Minha voz é para que não se puxe o meu cabelo quando eu estiver passando. É para que o direito ao trabalho, ao emprego e ao salário sejam iguais para todos.
A guerra aqui é pra não ser estuprada. Pra não ser chamada de vaca, vadia, puta, galinha, cachorra, piranha.
O discurso, o protesto, é para que a mulher possa dar sem medo. Ou possa dizer não sem medo.
É pra não ser taxada de louca, mal comida, desequilibrada.
Ser feminista é se solidarizar com mulheres que sofrem por serem mulheres. Por serem mulheres e pobres. Por serem mulheres, pobres e negras. Mulheres e deficientes. Mulheres e sozinhas. Mulheres e mães. Mulheres. É ter um dedo apontado por ser mulher.
É se solidarizar por quem sofre estupro. Por quem menstrua. Por quem é castrada ao nascer.
A grande questão tem a ver com meninas que, ainda meninas, ouvem sussurros, olhares, assédios e estupros de pais, tios, padrastos, vizinhos e amigos de seus pais. E enterram, aterrorizadas, seus traumas em seus úteros por vidas inteiras de culpa. Afinal, elas devem ter pedido por isso.
E depois de meninas, tornam-se mulheres que vivenciam isso ao longo de toda a sua vida. Acostumam-se a ser o objeto do desejo pervertido de homens sujos. E ainda que assustadas, desconfortáveis, traumatizadas e enlouquecidas, elas o são. Afinal, o assédio é cultural.
Se o feminismo fosse questão de quem paga a conta seria fácil.
Não é fácil se sentir nua no meio da rua. Não é fácil chegar na casa de um namorado e sentir o sogro te lambendo com a testa.
Não é fácil enfrentar a malícia. Até porque quando nos é dado tal confronto, ainda somos crianças, nem sabemos nos defender.
Nossas mães não falaram sobre isso conosco. Nossas avós não falaram sobre isso com as nossas mães.
Porque o silêncio é ordem da casa. O silêncio é porque somos sujas e pedimos por isso. O silêncio é porque temos que nos colocar em nosso lugar.
Mas ainda tem gente preocupada se eu quero que abram a porta do carro pra mim.
Feminismo é respeitar o feminino como se respeitaria um igual, um semelhante.
Feminismo é colocar a sua mãe no lugar da vadia, no lugar da gostosa, no lugar da que pediu para ser estuprada.
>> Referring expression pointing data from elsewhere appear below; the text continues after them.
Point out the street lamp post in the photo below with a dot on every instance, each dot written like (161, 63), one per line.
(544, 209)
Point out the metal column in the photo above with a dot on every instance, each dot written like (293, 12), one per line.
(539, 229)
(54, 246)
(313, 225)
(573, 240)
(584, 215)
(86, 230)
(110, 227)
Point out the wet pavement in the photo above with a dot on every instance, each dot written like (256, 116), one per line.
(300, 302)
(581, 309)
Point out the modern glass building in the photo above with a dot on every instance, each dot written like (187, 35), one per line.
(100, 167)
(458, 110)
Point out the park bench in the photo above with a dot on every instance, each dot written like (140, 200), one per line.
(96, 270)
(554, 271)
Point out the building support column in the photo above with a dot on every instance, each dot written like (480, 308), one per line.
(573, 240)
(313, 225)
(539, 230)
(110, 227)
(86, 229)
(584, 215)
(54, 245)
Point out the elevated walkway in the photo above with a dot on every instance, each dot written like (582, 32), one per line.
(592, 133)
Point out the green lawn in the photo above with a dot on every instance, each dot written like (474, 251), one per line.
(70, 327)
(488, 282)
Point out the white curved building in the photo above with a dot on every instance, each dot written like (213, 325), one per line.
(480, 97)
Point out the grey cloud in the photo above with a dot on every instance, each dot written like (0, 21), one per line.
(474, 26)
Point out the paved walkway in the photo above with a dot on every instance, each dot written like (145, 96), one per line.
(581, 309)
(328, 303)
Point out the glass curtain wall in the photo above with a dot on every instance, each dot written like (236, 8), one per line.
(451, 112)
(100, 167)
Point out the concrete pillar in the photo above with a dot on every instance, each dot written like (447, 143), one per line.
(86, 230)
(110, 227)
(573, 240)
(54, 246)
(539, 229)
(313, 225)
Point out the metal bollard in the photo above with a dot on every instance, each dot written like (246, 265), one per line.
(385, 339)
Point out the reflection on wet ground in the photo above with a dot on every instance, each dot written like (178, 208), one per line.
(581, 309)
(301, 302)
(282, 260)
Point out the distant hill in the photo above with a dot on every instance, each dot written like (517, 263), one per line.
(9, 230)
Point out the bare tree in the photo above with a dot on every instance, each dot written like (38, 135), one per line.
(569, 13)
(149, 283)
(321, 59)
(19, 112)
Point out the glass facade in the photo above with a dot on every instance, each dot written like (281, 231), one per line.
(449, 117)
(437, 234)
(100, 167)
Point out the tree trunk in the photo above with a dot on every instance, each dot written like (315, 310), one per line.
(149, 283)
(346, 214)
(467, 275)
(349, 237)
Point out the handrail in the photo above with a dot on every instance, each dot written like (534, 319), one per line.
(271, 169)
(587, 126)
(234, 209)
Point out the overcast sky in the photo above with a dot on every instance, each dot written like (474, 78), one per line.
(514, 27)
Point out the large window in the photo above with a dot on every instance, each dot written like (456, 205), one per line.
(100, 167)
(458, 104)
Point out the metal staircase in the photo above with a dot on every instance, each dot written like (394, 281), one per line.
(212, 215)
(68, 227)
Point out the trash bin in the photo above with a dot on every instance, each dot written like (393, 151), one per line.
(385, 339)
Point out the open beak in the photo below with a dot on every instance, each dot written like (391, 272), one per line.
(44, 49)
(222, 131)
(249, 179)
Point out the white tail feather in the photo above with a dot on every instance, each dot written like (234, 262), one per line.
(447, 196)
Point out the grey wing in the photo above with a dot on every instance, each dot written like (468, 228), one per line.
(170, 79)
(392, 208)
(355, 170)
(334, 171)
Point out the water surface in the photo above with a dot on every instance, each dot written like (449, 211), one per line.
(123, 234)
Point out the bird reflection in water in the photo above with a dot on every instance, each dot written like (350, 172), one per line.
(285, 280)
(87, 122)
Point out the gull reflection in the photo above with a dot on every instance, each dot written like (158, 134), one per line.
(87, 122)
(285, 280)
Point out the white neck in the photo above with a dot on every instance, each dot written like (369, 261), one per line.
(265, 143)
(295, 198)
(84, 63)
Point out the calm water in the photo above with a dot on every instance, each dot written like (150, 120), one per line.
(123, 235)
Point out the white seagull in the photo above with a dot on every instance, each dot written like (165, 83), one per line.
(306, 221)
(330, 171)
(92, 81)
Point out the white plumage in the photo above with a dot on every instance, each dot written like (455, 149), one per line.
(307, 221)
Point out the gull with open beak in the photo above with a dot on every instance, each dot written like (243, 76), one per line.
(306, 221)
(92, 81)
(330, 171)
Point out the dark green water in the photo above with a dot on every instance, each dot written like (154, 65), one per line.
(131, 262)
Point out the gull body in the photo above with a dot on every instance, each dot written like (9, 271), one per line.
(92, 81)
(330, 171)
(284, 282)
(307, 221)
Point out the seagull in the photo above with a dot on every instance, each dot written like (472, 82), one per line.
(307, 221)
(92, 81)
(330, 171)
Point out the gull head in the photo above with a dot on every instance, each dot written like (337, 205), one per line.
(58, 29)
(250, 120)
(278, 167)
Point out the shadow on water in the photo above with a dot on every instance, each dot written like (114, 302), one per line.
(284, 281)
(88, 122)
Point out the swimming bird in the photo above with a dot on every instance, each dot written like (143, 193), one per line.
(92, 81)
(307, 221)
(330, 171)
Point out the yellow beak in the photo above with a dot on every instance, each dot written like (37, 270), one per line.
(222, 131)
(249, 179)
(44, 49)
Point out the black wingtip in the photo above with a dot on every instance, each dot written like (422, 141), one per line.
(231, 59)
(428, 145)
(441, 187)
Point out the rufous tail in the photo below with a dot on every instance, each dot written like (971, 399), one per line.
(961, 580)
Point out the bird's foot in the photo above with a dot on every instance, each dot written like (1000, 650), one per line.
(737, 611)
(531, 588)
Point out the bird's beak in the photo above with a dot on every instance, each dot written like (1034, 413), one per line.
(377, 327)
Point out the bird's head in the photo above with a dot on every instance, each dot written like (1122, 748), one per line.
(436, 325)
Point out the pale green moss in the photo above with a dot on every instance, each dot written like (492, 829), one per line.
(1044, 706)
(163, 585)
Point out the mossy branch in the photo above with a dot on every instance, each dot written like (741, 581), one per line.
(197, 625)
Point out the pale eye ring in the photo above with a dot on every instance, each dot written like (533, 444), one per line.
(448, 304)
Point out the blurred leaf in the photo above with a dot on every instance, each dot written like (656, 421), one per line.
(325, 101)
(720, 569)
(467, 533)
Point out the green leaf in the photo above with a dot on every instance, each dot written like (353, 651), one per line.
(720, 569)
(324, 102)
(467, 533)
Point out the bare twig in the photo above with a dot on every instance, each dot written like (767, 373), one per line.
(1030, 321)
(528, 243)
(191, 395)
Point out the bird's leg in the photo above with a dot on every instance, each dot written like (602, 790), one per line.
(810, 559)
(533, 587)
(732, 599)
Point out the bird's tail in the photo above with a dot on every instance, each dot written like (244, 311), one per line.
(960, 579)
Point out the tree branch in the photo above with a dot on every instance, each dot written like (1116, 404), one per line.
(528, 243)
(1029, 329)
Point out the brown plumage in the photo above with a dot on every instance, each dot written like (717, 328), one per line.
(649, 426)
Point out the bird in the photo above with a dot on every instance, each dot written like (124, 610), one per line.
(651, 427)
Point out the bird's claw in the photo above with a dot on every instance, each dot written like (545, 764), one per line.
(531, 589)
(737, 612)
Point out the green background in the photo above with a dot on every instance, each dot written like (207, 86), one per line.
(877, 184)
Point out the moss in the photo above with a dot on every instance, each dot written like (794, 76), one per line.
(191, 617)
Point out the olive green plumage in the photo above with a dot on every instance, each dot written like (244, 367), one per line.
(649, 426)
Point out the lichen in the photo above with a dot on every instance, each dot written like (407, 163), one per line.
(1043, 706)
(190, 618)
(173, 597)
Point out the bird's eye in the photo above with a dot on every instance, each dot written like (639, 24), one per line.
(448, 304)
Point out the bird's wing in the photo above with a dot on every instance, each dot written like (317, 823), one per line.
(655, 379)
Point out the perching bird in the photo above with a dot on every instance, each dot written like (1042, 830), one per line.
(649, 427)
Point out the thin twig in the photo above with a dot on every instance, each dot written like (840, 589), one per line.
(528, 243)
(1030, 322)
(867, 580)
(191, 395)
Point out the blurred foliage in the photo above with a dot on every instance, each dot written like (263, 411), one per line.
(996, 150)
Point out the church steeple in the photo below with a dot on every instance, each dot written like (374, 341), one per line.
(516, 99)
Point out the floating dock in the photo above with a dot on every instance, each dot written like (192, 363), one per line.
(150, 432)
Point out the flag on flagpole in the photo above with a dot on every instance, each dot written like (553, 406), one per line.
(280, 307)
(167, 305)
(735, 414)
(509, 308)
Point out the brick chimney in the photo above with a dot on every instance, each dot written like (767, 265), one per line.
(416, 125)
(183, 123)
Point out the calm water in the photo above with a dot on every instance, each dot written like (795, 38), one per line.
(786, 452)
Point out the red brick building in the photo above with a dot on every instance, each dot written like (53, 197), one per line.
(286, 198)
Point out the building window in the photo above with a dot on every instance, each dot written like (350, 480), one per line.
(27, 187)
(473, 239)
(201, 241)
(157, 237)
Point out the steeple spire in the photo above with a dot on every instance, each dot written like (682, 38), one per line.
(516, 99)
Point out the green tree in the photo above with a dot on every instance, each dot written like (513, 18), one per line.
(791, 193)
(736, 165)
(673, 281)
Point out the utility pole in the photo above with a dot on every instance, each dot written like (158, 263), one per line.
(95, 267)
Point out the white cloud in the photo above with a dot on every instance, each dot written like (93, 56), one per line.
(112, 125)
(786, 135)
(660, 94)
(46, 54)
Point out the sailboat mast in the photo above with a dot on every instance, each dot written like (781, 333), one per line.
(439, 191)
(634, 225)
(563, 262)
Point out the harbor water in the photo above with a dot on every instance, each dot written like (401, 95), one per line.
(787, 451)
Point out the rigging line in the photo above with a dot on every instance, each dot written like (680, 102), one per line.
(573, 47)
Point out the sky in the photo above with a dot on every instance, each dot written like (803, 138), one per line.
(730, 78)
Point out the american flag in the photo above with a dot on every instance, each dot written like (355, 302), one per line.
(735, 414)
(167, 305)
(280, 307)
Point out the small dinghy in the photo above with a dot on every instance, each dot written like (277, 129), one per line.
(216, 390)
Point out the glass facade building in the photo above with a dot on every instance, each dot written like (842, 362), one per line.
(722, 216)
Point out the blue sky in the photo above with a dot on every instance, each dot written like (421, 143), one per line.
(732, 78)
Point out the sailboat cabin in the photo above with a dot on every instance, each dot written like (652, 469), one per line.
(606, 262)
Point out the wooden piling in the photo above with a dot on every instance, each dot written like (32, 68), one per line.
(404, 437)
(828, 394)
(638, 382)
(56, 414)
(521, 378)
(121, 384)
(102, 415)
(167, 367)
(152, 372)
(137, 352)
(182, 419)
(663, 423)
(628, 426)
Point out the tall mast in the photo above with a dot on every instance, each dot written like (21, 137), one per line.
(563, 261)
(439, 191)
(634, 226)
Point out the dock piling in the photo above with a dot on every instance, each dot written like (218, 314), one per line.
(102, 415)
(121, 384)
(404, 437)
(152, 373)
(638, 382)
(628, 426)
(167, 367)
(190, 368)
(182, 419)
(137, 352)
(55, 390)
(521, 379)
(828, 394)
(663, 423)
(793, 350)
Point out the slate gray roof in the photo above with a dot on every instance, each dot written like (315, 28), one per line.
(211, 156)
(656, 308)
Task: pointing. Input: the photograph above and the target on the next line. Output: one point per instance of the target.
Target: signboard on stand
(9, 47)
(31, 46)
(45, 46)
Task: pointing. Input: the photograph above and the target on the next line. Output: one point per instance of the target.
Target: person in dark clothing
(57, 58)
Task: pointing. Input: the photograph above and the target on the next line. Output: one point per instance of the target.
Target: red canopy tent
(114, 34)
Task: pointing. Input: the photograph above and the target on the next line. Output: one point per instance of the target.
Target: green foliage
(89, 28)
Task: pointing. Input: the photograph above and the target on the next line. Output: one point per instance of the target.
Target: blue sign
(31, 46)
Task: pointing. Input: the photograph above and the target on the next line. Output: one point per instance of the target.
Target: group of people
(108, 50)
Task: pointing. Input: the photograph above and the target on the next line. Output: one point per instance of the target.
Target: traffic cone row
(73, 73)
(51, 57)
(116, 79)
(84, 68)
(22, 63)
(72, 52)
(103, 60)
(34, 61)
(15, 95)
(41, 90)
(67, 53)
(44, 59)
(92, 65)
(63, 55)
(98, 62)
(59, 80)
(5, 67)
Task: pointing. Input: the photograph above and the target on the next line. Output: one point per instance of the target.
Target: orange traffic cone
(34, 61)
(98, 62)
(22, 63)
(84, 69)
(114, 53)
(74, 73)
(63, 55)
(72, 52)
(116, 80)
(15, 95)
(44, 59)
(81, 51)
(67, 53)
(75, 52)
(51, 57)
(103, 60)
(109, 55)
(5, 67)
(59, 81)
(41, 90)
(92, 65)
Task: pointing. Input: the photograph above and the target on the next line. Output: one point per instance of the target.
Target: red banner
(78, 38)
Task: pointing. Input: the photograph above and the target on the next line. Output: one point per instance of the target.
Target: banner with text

Porque essas histórias provavelmente aconteceram com sua mãe também. Sim, sua santa mãe, silenciosa, melancólica, abatida por um predador e silenciada pela vida.
Porque, até onde eu sei, não conheço mulher que não tenha passado por alguma situação semelhante. De assédio. De coerção. De medo.
É por isso que o teu machismo me estupra.
Estupra meus direitos, minhas vontades, minhas opiniões.
Estupra o meu direito sobre o meu corpo. De ser quem sou, me entregar a quem eu queira, de ter filhos ou não.
O teu machismo estupra os valores de igualdade e fraternidade. Estupra a empatia, a solidariedade.
O teu machismo estupra a sensibilidade, a delicadeza, a ingenuidade. A liberdade.
Estupra o direito ao aborto.
Teu machismo me estupra todos os dias.
Estupra os meus sentidos.
Mas ainda que sufocada, ainda que estuprada, a minha voz, mesmo parecendo vazia, não há de se calar.